Шиповник широко улыбнулась, демонстрируя выбитый зуб. — Что-нибудь подходящее.

Рута суетливо потянула Джейм за рукав. — Иди наверх и переоденься. С тебя капает какой-то дрянью.

— А разве я не должна помогать вам на кухне?

Шиповник с отвращением махнула рукой, отсылая её прочь. — Иди. Мы не собираемся украшать свой суп зелёной тиной.

Джейм обнаружила Тиммона по-прежнему в своих покоях.

— Я видела Нарсу, — сказала она, пинком сбрасывая его обутую ногу со своей постели. — Она очень расстроена.

— Она справится, — беззаботно отозвался он.

Стоит ли ей рассказать остальное? Нет. Это секрет Нарсы. Тем не менее, его равнодушие её возмутило.

— Ты отправляешься в свои покои, — сказала она ему. — К этому времени все уже должны разойтись на ланч.
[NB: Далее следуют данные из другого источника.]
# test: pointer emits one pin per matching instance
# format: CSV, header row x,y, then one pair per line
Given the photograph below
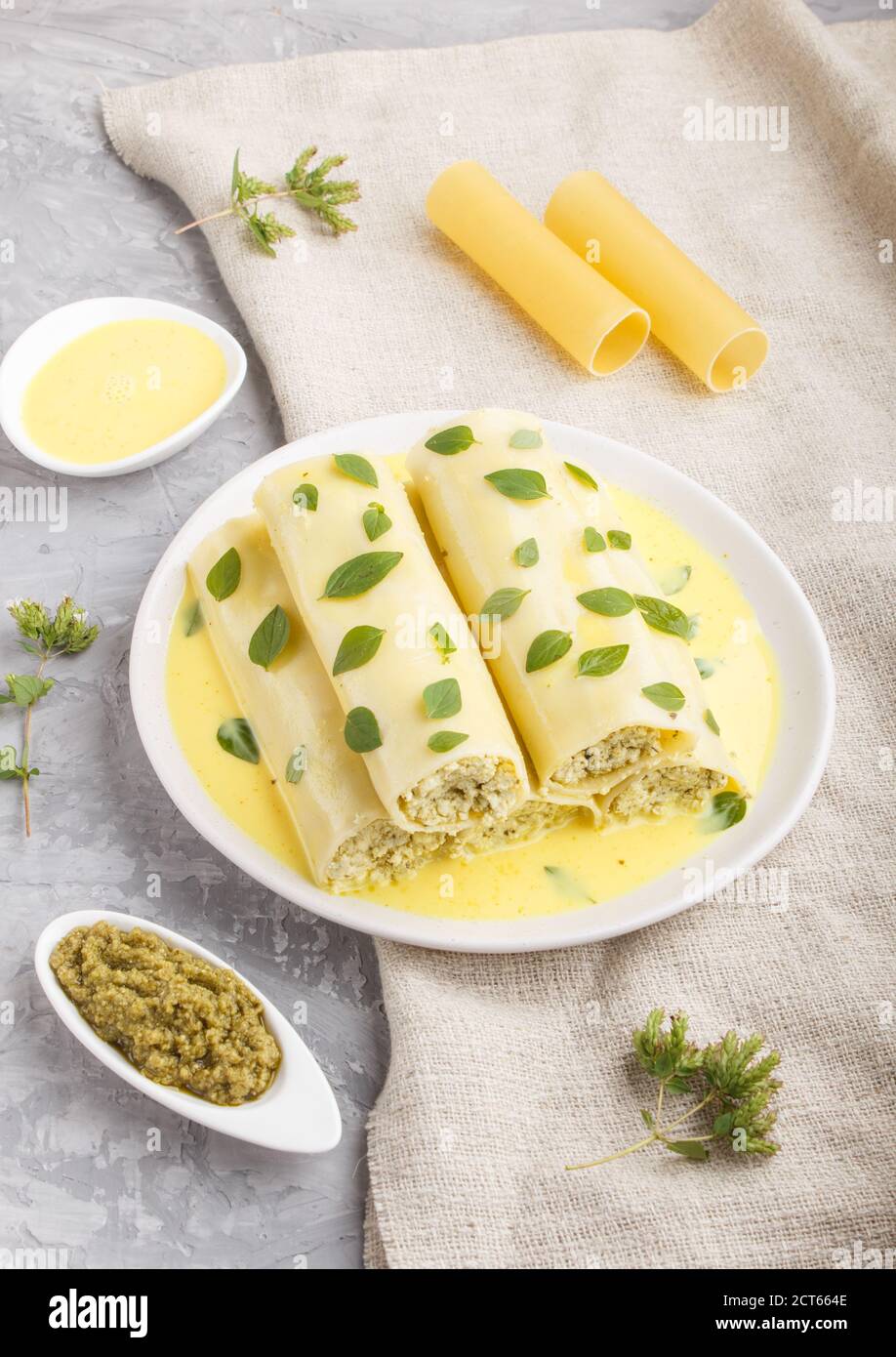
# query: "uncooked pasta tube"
x,y
600,327
294,714
690,313
592,665
420,707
Можешь взять мою десятку, если всё ещё опасаешься встретить свою собственную.

Он неохотно ушёл и тут же вернулся, едва она успела переодеться в сухое.

— А теперь что такое? — Затем, сменив тон, — Тиммон, сядь. Ты выглядишь просто ужасно. Вот, выпей это.
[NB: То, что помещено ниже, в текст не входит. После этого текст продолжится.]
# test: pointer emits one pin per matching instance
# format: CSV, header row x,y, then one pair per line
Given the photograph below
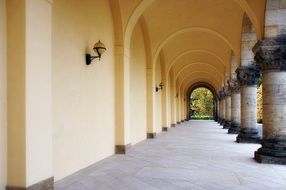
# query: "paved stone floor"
x,y
196,155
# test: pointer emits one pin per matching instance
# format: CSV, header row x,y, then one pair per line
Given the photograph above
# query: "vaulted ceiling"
x,y
198,37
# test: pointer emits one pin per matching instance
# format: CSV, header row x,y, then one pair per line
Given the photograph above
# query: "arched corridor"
x,y
82,80
195,155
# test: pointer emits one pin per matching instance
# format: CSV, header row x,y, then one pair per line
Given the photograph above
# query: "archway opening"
x,y
202,104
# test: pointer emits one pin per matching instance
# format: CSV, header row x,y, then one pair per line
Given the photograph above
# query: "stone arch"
x,y
197,63
257,22
190,29
194,51
117,22
207,86
198,72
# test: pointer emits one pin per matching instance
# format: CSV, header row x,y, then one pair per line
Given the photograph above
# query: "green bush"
x,y
201,117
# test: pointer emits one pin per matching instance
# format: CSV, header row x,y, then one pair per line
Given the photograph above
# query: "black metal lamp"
x,y
99,48
160,87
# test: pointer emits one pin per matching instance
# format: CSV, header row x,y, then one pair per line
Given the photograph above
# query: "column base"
x,y
273,151
165,129
226,124
234,128
248,135
151,135
47,184
122,149
222,121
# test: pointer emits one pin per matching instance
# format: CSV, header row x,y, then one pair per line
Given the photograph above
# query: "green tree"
x,y
201,103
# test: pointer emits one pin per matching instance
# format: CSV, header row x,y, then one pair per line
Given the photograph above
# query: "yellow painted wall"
x,y
3,124
83,96
38,91
138,87
158,98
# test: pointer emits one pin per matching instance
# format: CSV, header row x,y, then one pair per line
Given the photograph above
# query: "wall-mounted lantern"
x,y
99,48
159,87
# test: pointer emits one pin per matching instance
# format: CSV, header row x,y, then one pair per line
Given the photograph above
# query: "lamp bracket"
x,y
89,58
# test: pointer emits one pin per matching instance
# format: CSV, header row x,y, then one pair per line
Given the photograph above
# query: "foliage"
x,y
201,103
259,104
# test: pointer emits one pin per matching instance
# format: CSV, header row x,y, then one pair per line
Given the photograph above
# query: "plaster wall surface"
x,y
158,98
138,87
3,102
38,91
83,96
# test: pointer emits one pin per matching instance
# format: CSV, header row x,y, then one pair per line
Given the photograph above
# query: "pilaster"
x,y
270,54
248,77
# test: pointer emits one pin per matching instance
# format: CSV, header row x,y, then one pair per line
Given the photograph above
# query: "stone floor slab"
x,y
195,155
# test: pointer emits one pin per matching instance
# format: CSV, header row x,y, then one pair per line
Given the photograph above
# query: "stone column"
x,y
222,105
219,109
227,107
271,56
235,107
248,78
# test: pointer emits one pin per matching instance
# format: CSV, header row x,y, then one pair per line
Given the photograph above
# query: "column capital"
x,y
234,85
270,54
248,75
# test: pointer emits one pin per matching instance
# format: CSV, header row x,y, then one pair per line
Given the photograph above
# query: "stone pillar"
x,y
227,108
271,56
222,106
235,107
218,110
248,78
Ардет трясущимися руками опорожнил кубок воды, едва не захлебнувшись при этом. Чёрточки веснушек, горящие на его побелевшем лице, казались пятнышками засохшей крови. — Она там. Нарса. Висит над моей кроватью. Всё ещё тёплая.
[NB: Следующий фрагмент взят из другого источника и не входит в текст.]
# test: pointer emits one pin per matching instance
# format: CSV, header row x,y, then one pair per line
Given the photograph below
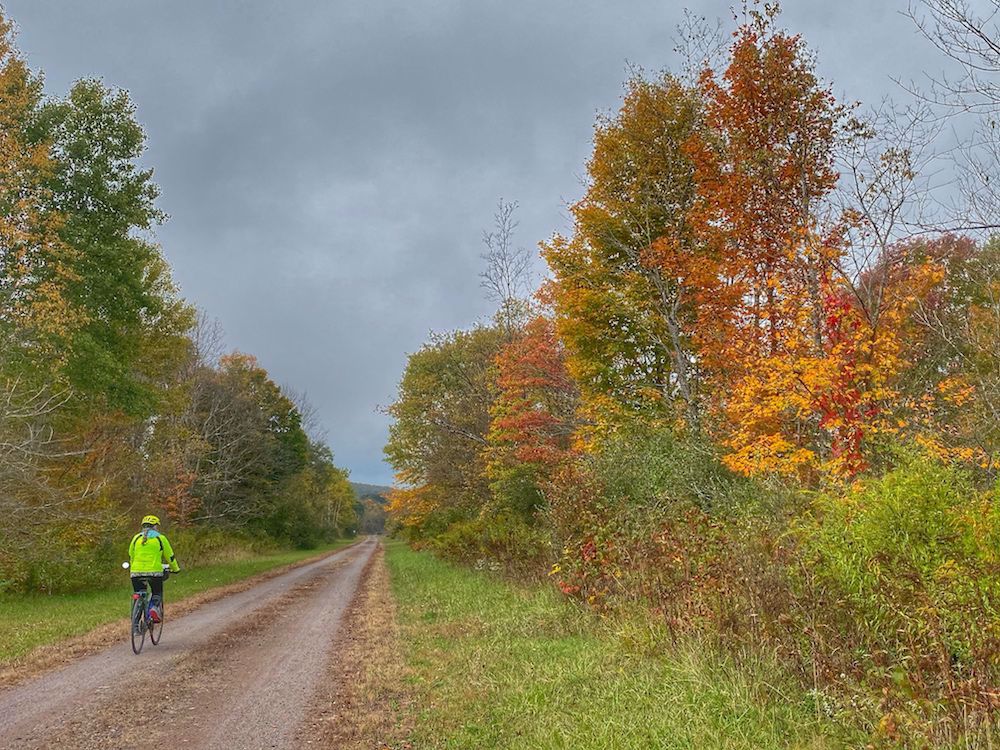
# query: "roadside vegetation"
x,y
491,664
756,404
116,399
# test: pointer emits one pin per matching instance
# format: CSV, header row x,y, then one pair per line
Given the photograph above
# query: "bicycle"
x,y
140,620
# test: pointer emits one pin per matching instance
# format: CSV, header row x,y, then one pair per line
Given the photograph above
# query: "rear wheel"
x,y
156,628
137,624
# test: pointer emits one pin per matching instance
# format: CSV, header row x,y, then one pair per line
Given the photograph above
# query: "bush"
x,y
502,542
906,567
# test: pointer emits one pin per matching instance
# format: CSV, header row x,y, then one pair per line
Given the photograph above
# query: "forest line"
x,y
758,396
117,399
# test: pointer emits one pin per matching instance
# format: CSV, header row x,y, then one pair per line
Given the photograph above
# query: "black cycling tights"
x,y
155,583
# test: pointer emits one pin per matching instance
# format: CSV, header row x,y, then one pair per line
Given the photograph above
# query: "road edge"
x,y
52,656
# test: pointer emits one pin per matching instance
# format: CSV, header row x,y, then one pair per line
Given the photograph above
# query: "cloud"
x,y
329,167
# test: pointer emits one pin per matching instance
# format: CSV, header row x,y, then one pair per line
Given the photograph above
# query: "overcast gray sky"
x,y
329,166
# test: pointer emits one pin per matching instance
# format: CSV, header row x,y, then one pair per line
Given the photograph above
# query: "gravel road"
x,y
235,673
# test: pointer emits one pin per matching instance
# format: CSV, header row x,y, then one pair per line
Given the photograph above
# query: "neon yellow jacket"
x,y
147,555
Джейм опустилась на корточки рядом с ним, чувствуя себя так, как будто ей только что врезали кулаком в живот. Самоубийство, даже без достоинства Белого Ножа, одинокое, безысходное и никому непонятное, за исключением той единственной, кого Нарса считала своим смертельным соперником. И кому же теперь принадлежит её секрет?

-. и её нога, — говорил Тиммон. — Качается там, вся чёрная и распухшая. Что могло вызвать такое?

— Эдди! Она была под ногами. Если Нарса на неё наступила.

— Ты имеешь в виду, что в самоубийстве Нарсы можно винить змею Рандир?

Джейм была просто ошеломлена его внезапным энтузиазмом. — Это должно было быть жутко болезненным, — сказала она осторожно, — возможно даже фатальным, без незамедлительной помощи целителя.

— Это имеет смысл. В некотором роде. Нарса не любила целителей. Кроме того, в данный момент у нас и нет ни одного в наличии. Если боль стала невыносимой. Чёрт возьми, я имею в виду, не станет же она себя убивать только из-за того, что я не встретился с ней, как мы запланировали, ну не станет же? Нет?

— Я не знаю. Но она по-прежнему мертва.

— Я знаю, знаю. Я имею в виду, не думаешь же ты, что в этом виноват я. не так ли?

— Тиммон, она же повесилась над твоей кроватью. Это же что-то означает.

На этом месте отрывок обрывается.